Will I slap my mojo if I say that I worry about True Believers?
It's like a redheaded stepchild. Firstly, it's science fiction. If ever there was a stigma to romance, just add SF to it and see people bolt from the ranks like they were on fire.
Secondly, the romance isn't overt.
And thirdly, it's long. At 95k, it's not as long as most SF and fantasy novels, but it's still long. Worse yet, it's not as long as it should be. I could easily have added another 10k just to fully immerse the reader into the alien cultures.
But I worry too for personal reasons. This is my first book. Not the first book that was published. My first book ever. I put it away when I became interested in apocalyptic fiction and didn't think about it again until Carina Press put the word out that they'd like to see some SF.
Is True Believers good enough?
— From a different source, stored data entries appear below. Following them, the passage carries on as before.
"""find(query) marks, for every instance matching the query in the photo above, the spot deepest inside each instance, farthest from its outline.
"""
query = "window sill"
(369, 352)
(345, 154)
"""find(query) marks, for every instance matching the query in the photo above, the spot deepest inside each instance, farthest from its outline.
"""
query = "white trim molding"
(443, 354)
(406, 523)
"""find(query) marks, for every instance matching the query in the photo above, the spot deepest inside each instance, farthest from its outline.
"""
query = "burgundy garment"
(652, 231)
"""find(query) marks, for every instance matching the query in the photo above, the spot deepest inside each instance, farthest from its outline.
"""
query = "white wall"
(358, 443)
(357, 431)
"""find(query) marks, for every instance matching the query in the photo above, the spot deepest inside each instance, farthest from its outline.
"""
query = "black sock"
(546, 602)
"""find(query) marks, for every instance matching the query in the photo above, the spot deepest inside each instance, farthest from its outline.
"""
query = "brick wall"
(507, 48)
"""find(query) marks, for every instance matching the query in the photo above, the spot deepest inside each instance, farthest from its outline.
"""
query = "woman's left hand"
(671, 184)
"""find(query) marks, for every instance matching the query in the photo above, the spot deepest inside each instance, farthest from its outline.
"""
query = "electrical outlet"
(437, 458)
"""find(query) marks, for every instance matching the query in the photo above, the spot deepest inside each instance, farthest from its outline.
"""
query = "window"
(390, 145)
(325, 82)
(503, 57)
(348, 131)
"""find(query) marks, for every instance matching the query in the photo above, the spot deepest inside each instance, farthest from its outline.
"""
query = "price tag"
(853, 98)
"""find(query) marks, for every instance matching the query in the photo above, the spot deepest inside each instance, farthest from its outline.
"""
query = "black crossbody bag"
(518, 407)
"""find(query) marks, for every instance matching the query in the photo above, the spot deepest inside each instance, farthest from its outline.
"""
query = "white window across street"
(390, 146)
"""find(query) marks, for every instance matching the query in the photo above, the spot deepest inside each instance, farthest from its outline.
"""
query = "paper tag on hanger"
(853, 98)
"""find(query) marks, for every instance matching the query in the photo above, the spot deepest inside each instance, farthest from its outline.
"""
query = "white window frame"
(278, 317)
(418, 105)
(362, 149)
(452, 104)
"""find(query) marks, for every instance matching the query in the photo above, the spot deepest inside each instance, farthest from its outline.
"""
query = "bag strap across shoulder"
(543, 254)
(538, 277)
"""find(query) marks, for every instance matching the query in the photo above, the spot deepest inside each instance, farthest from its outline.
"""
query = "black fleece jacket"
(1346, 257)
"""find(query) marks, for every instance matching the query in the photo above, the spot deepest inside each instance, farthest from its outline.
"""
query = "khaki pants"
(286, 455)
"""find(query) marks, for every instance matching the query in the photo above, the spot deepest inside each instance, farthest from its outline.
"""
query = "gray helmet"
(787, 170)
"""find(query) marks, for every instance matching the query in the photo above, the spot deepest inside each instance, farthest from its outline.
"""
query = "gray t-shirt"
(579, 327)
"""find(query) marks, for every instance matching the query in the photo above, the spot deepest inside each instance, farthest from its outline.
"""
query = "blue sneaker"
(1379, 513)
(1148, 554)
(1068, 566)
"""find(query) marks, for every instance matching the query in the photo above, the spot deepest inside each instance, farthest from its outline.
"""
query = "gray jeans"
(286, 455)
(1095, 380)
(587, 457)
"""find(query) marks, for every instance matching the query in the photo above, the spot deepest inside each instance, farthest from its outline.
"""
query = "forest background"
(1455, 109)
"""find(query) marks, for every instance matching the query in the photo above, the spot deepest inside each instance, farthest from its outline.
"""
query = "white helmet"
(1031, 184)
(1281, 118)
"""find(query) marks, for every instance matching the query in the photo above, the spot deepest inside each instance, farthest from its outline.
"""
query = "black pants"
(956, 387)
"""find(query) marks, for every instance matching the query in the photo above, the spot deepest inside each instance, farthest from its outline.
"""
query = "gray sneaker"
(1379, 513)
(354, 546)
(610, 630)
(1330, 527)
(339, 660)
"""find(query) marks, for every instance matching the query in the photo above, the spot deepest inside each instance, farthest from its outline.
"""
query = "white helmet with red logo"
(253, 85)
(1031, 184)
Well, someone at Carina thought so. When I heard they were interested in acquiring SF, I reopened the file to this manuscript, my red-headed child. Did she have a right to breathe life? Was she good enough to interest and intrigue? There was only one way to find out.
True Believers was written as an introduction into the world of the Nephilim, a race of beings shrouded in mystery and scorn.
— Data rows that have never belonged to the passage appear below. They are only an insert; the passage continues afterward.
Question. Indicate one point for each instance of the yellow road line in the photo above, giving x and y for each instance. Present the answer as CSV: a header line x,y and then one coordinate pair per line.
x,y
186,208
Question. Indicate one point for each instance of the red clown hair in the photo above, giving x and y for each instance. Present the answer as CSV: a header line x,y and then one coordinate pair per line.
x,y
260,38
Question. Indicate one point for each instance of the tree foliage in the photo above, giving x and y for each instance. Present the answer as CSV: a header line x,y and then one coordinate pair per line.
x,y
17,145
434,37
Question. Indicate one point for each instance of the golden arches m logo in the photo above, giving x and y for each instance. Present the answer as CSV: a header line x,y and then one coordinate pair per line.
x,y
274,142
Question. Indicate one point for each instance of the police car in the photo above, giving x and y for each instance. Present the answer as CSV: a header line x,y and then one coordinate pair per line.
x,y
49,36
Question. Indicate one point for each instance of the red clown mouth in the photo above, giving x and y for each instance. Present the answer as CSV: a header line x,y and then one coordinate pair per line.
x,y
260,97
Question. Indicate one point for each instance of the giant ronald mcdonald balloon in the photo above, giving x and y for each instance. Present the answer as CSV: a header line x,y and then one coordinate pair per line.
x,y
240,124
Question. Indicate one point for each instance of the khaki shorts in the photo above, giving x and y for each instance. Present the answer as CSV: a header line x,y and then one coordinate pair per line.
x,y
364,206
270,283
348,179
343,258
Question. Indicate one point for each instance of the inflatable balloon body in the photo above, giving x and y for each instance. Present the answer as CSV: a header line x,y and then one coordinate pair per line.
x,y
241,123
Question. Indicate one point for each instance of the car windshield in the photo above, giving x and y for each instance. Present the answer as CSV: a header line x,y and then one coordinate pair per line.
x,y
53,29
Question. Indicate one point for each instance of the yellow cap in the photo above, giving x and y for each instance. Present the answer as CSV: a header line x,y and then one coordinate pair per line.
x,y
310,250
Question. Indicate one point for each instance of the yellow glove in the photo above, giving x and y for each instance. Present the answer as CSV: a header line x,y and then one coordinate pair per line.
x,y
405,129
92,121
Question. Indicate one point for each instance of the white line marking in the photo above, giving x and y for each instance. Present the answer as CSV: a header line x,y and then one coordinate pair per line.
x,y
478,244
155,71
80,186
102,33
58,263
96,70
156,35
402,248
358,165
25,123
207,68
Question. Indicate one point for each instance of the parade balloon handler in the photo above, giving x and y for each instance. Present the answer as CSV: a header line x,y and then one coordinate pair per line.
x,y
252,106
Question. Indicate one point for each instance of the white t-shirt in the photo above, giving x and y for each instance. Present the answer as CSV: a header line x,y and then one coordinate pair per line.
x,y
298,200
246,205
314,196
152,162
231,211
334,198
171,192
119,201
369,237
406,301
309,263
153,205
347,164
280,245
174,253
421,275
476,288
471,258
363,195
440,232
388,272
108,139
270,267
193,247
So add one more strike against TB. I used biblical 'bad guys' as not-so-bad guys.
Great. Now the Church will be mad at me too.
But I have hope the readers are out there. There are several good SFR review sites available. If they're reviewing science fiction romance, that means people somewhere are reading it.
There's Heather Massey's The Galaxy Express and Charlie's The Smart Girls Sci Fi Blog. Tia Nevitt is the one who introduced me to both of them and she's neck deep in what goes on in genre publishing. And there's also Bitten By Paranormal Romance that Jackie Burris recommended I add to my reader.
I've relied on all these blogs to let me know what's new and where to spend my money. Brick and mortar stores are few and far between where I live, so I don't have the luxury of physically browsing shelves anymore. I tend to rely on reviewers a lot more than I used to.
With so many worthwhile review sites, I'd like to think there's a growing cadre of SFR fans out there. I hope they find me. And I hope they think True Believers is worthy of the label: Science Fiction Romance.
A question to readers who review: Is it just me or do you think the rise of digital is strengthening the influence of genre reviewers? I did two reviews recently on Goodreads and I was surprised that me-who-is-nobody actually had running conversations with strangers who read and commented on the reviews.
I don't review often so it took me off guard--pleasantly so. Do people often respond to your reviews?